Jim types some more, then rolls his eyes--still no luck in his search.
SANDRA enters.
Sandra: Jim, I've just spoken with Dave. I hope I've got this wrong. He says you're unable to work because you're looking for porn. Is this correct?
Jim: That's about the size of it, Sandra, yes.
Sandra: Well, what search terms are you using?
Jim: "Big juicy tits".
Sandra: And you haven't found anything?
Jim: Nothing worth a jiggle of the joystick, no. See for yourself.
Sandra comes round to Jim's side of the desk and looks at his monitor.
Sandra: What is that?
Jim: Exactly. I think it's a combination of implants and photoshop. Hideous. And there are thousands of pages with those monstrosities.
Sandra: Could you not type "hardcore sex" or something?
Jim:Way ahead of you, boss. But see what passes for a porn movie these days.
Jim types and clicks his mouse.
Sandra:Well, I can see things moving. It's definitely sex. I think.
JIM: Why is it in extreme close-up? It's like a cross between a gynecological training film and abstract art. I just want to see sexy women. I've tried everything I can think of.
Sandra: Lesbians?
Jim: Ooh... Nice idea. I'm sick of seeing hairy men-legs in porn.
Jim types, clicks. They both exclaim in disgust.
Jim: Do they qualify as women?
Sandra: So much for avoiding hairy legs.
Jim: It's no use. I'll never crack one off.
Sandra takes off her glasses.
Sandra: Let me just run something up the flagpole.
Jim: A flagpole is what I'm aiming for.
Sandra: All this thinking about sex... It's getting me in the mood. How about if we, you know...?
Jim: Shag? Don't be perverted.
FORD, the company CEO, enters.
Ford: What the hell is going on? The figures from July haven't gone through. Someone's leaked to the press that the office is in chaos and our share price is dropping like a stone. Sandra?
Sandra: It's Jim, sir.

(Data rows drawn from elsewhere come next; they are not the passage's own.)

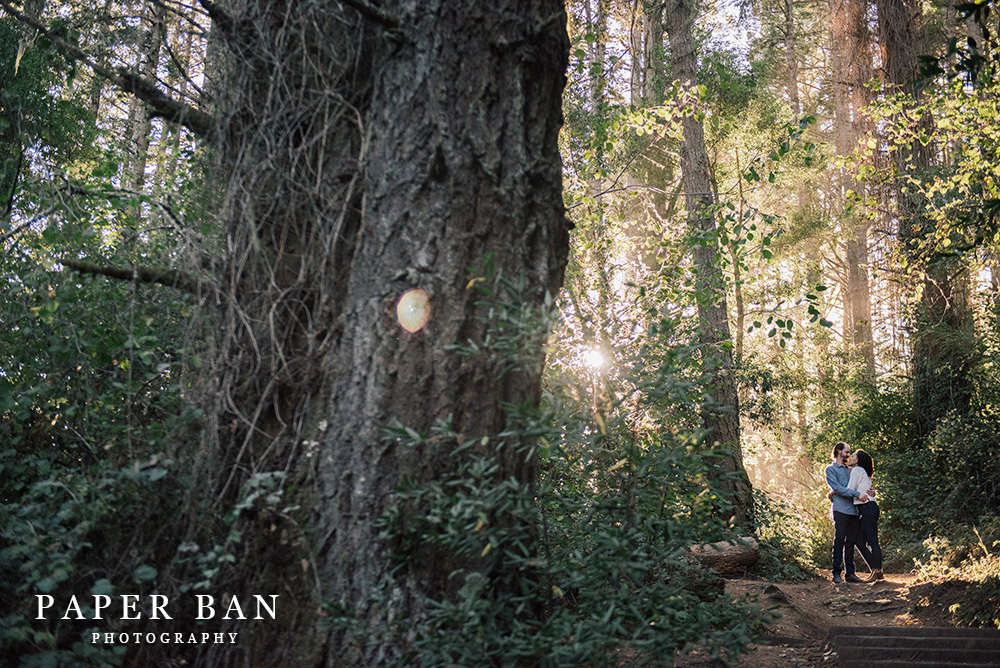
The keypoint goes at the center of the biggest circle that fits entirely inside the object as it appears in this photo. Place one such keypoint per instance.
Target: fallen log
(726, 558)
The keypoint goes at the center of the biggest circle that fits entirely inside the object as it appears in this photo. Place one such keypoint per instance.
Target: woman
(862, 468)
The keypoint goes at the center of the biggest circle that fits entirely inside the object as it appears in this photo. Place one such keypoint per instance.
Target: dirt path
(808, 609)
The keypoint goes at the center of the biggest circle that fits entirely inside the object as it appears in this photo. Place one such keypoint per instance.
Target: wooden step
(915, 647)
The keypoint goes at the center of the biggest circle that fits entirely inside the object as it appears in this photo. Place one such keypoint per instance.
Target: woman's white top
(861, 482)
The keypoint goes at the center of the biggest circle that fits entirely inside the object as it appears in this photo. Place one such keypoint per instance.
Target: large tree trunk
(852, 64)
(368, 153)
(942, 334)
(722, 420)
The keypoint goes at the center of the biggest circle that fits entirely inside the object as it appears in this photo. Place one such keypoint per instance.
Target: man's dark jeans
(845, 534)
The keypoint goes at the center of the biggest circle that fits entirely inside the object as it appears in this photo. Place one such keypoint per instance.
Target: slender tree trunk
(141, 115)
(851, 51)
(722, 420)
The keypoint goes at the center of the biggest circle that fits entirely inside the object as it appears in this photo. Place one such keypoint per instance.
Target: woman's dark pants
(868, 536)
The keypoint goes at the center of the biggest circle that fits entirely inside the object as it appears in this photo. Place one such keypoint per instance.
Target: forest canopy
(456, 327)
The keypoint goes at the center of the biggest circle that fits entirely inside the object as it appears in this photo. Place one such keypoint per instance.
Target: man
(845, 515)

He's unable to find any good porn on the internet.
Ford: Good God, man. This is the 21st Century. Just type "Big tits" and be done with it.
Jim: It's no use, sir. Take a look.
Ford comes round to look at the monitor.
Ford: What the hell? Who'd be able to bop the bishop to that?

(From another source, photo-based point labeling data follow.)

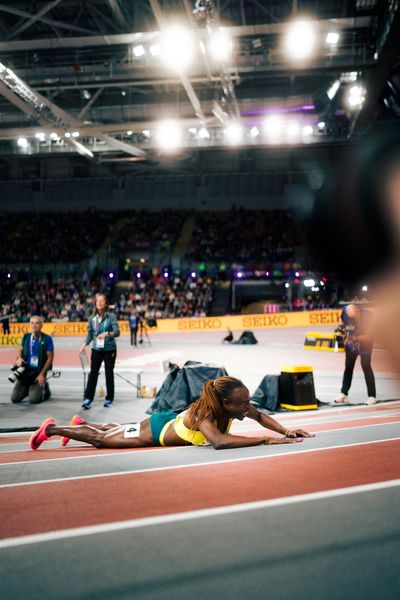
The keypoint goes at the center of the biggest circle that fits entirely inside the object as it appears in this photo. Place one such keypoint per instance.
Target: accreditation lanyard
(96, 324)
(34, 358)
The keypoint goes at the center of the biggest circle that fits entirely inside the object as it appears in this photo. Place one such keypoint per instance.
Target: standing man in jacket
(102, 331)
(357, 342)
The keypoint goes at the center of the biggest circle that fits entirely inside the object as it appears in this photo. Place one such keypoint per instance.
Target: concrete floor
(276, 347)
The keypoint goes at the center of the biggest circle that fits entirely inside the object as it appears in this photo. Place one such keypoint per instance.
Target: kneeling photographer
(34, 359)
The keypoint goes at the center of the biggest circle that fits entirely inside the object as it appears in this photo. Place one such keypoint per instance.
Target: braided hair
(210, 402)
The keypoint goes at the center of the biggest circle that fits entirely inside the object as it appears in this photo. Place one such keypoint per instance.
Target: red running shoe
(75, 420)
(40, 436)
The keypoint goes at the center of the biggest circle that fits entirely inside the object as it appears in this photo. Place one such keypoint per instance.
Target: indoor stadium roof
(90, 76)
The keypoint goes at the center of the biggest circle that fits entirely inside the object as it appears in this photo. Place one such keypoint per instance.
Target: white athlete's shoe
(371, 400)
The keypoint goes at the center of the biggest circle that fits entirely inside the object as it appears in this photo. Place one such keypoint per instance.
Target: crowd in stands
(52, 237)
(170, 297)
(59, 299)
(247, 236)
(73, 299)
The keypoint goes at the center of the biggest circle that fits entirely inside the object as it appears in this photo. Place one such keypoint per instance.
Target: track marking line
(197, 514)
(192, 465)
(156, 448)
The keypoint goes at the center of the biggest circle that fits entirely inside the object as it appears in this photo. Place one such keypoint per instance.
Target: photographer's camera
(16, 373)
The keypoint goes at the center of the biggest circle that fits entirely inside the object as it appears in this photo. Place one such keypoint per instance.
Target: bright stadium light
(155, 49)
(169, 136)
(138, 51)
(234, 133)
(332, 91)
(177, 48)
(203, 133)
(300, 40)
(220, 46)
(356, 96)
(254, 132)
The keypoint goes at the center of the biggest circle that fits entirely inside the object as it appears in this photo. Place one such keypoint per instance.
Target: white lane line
(191, 465)
(248, 424)
(56, 446)
(234, 431)
(194, 514)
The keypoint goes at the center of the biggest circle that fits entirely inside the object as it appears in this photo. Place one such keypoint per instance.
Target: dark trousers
(351, 358)
(97, 358)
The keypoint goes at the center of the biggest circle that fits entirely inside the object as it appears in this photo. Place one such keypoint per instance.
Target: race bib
(132, 430)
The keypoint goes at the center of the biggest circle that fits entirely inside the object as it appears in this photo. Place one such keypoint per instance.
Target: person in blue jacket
(102, 331)
(34, 359)
(357, 323)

Jim: I blame the coalition government.
Ford: Well, dammit, we need some ideas. Sandra?
Sandra: We could call I.T.?
Jim: Tried that. They said it's a problem with my hardware. Nothing they can do.
Ford: This is a crisis situation. We need strong measures. What if Sandra...?

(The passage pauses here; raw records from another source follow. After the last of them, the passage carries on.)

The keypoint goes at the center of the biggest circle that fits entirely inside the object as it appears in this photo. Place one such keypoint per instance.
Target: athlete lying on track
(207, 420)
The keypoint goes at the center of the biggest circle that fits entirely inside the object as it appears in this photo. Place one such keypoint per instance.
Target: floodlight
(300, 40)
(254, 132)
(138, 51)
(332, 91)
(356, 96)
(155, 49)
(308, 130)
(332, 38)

Sandra: I've already offered, sir. But he's determined he has to go Han Solo.
Ford bashes the keyboard in disgust.
Ford: Dammit, I will not see this company go down the drain because one of our employees can't find something decent to help him slap the donkey.
Jim's eyes go wide, he's seen something on the monitor.
Jim: That's it! Perfect. I don't know what you pressed, sir, but you've found it!
Ford: I have?
Jim: Just leave me alone for a couple of minutes and everything will be all right.
Sandra (to Ford): Well done, sir.
Ford: Oh, well, it was nothing really. Right. Let's leave him to it.
Sandra: Good luck, Jim.
Sandra and Ford leave.
Int. OFFICE. TWO MINUTES LATER.
Jim leans back in his chair, relaxed and grinning.
Ford and Sandra enter.
Ford: Well?
Sandra:How did it go?
Jim: The monkey is well and truly choked.
Hi-fives all round. After Sandra hi-fives Jim, she looks at her hand in disgust.
Jim lights up a cigarette and takes a drag.
Ford: What in blazes are you doing? You can't smoke in here.
Jim: But--
Ford: No, "buts" my lad. You know the rules. Get your things and go. You're fired.
Sandra and Ford leave, Sandra stops at the door.
Sandra: Filthy habit.
Jim is left with his mouth open, confused.